Attempt 1. Using outbam bams/vcfs from small var valler pipeline test datasets:
verifybamid exits with error as it couldn't find any markers in that datsset.
Attempt 2. Using test bam file from verifybamid repo:
Our ref genome uses chr20 but bam file has 20 contig naming. Also bam is aligned b37. verifybamid results in No reads found in any of the regions, exit! error.
verifybamid exits with error Insufficient Available markers. Note that verifybamid testing uses just the chr20 as ref genome to get around this issue.
Attempt 4. Use a sub-sample of 40x NA12878 bam
Sub-sample 40x NA12878 bam to small-ish fraction.
Failed. Tested verifybamid with bams subsampled at various levels (0.01%, 0.1%, 0.5%). It ran successfully with 0.5% bam, but failed with others due to Insufficient Available markers. 0.5% bam works but it is of size 660Mb!!!!! PS - Full grch38 reference genome was used as reference here.
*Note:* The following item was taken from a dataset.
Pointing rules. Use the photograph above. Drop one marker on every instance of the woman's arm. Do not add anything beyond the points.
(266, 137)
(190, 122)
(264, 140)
Somalier vcf doesn't have sample column and this leads to error when using with bcftools stats. So switched to a test dataset provided by bcftools instead.
Capture region bed files are needed to support exome samples. Having unrelated bam and vcf files with each having different genomic regions could spell trouble. So I switched to new test bams and vcfs, which were derived from NA12878 by subsampling in the same genomic region. Test capture-regions bed file was also created.